EnQuest has agreed to buy a stake in BP’s Magnus oil field
EnQuest has agreed to buy a 25 per cent stake in BP's Magnus oil field and surrounding assets in the North Sea in "a natural evolution of EnQuest's business".
The oil producer said it will also take over operations of Sullom Voe on the Shetland Islands, which is Britain's largest oil terminal.
This deal is part of EnQuest's strategy of "realising value from the management of maturing oil fields", chief executive Amjad Bseisu said. The company aims to buy cheap interests in older fields and use new technologies and strict spending programmes on them.

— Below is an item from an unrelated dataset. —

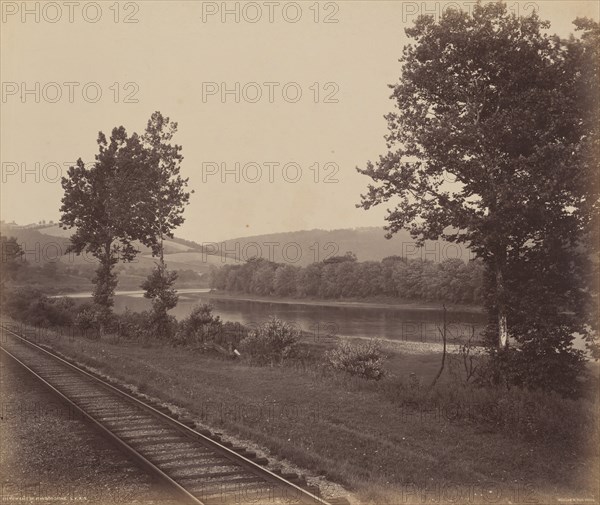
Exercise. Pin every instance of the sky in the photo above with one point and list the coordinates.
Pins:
(276, 102)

"Magnus is a good quality reservoir; it has large volumes in place, with potential for infill drilling and for the revitalisation of wells, and scope for field life extension. It is a producing asset that would materially increase EnQuest's reserve base," he added.
Bseisu told Reuters EnQuest will reduce costs at Sullom Voe by around £150m a year so it can run it for longer. It will keep all 340 BP staff at the Magnus field and the Sullom Voe terminal, he said.
EnQuest, which is one of the UK's largest independent oil gas producers in the North Sea, has struggled since the commodity price crash, which put pressure on the finances of oil and gas explorers. In October, it said it wanted to raise funds of £82m as part of a proposed restructuring.
EnQuest also has the option to buy BP's remaining 75 per cent stake in Magnus and other interests by 15 January, 2019 for $300m, the companies said in a statement, which Bseisu said would increase the company's oil reserves by around 30 per cent.
In a trading update today, the company said production was up 8.7 per cent in 2016, averaging 39,751 barrels per day (bpd), with production in the UK North Sea up 11.3 per cent – EnQuest's highest annual production since the company started in 2010.
In 2017, EnQuest expects to average between 45,000 bpd to 51,000 bpd, mainly due to the start of its Kraken field.